MEDIA AT MIGRATION CRIME AND LAW: MIGRATION CITIES
Abstract views: 158 / PDF downloads: 75
DOI:
https://doi.org/10.46872/pj.244Keywords:
Migration and Crime, Media, Immigrant, Refugee Law, Assylum SeekerAbstract
In this study, based on some striking examples, migration, which is one of the biggest problems of the modern age, and the relationship of crime in expanding cities have been investigated and the impact of immigration on crime, the legal regulations in this context and the media reflections of migration and crime relations, and the legal regulations in the expanding cities via migration have been evaluated. Increasing tension, conflicts, wars, hunger, poverty, economic imbalance, oppression, inequality and unrest based on religion, sects, and culture in the world have increased migration and caused many more problems. The borders that states have determined regarding their sovereign rights over their countries have brought along problems related to the issue of immigration, although they exist throughout history. The severe violations of human rights caused by the torture and deaths experienced during the Second World War caused population mobility all over the world and as a result, the issue of migration has become an important agenda item in our recent history. While international organizations and states try to solve the problems arising from immigration with legal regulations, they cannot keep up with the pace of the problems caused by migration and the increase in crime rates.
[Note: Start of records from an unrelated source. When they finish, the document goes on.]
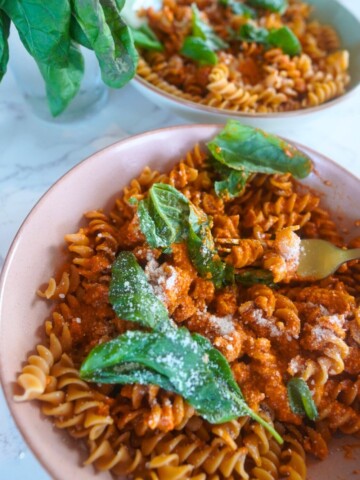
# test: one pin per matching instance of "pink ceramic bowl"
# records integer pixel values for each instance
(37, 251)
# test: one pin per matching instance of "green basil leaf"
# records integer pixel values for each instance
(285, 39)
(43, 28)
(251, 33)
(255, 276)
(130, 373)
(144, 37)
(194, 368)
(199, 50)
(300, 399)
(124, 57)
(132, 297)
(63, 84)
(163, 215)
(279, 6)
(244, 148)
(203, 30)
(204, 257)
(77, 33)
(4, 46)
(232, 185)
(239, 8)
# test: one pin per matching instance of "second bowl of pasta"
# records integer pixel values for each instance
(259, 61)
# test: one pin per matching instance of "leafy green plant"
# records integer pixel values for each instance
(282, 38)
(144, 37)
(300, 398)
(52, 31)
(278, 6)
(166, 216)
(170, 357)
(250, 150)
(203, 43)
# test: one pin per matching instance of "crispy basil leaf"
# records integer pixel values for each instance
(77, 33)
(244, 148)
(163, 216)
(132, 296)
(43, 28)
(279, 6)
(191, 365)
(199, 50)
(285, 39)
(239, 8)
(300, 399)
(125, 56)
(255, 276)
(4, 46)
(144, 37)
(63, 83)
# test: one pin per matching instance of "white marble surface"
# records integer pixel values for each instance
(35, 153)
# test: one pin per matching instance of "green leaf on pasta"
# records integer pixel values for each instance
(277, 6)
(300, 398)
(132, 296)
(244, 148)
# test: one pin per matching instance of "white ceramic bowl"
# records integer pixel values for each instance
(37, 251)
(329, 12)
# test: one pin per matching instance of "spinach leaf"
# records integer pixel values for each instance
(43, 27)
(300, 399)
(285, 39)
(166, 216)
(189, 363)
(77, 33)
(255, 276)
(201, 45)
(204, 256)
(115, 62)
(239, 8)
(63, 83)
(4, 46)
(244, 148)
(144, 37)
(250, 33)
(124, 57)
(163, 215)
(279, 6)
(282, 38)
(199, 50)
(132, 297)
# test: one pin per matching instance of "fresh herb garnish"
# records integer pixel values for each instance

In this context, the problems faced by immigrants who take their cultural luggage with them to the destination country, especially xenophobia, make the lives of immigrants difficult and at the same time position them in the world of others. From this point of view, cities that grow with migration reach a cosmopolitan structure, if not metropolitan, and transform into places of necessary living, dissatisfaction and chaos. Unemployment, incompatibility, unrest, conflict and problems are experienced to a great extent in overgrown cities. Legal regulations have been insufficient.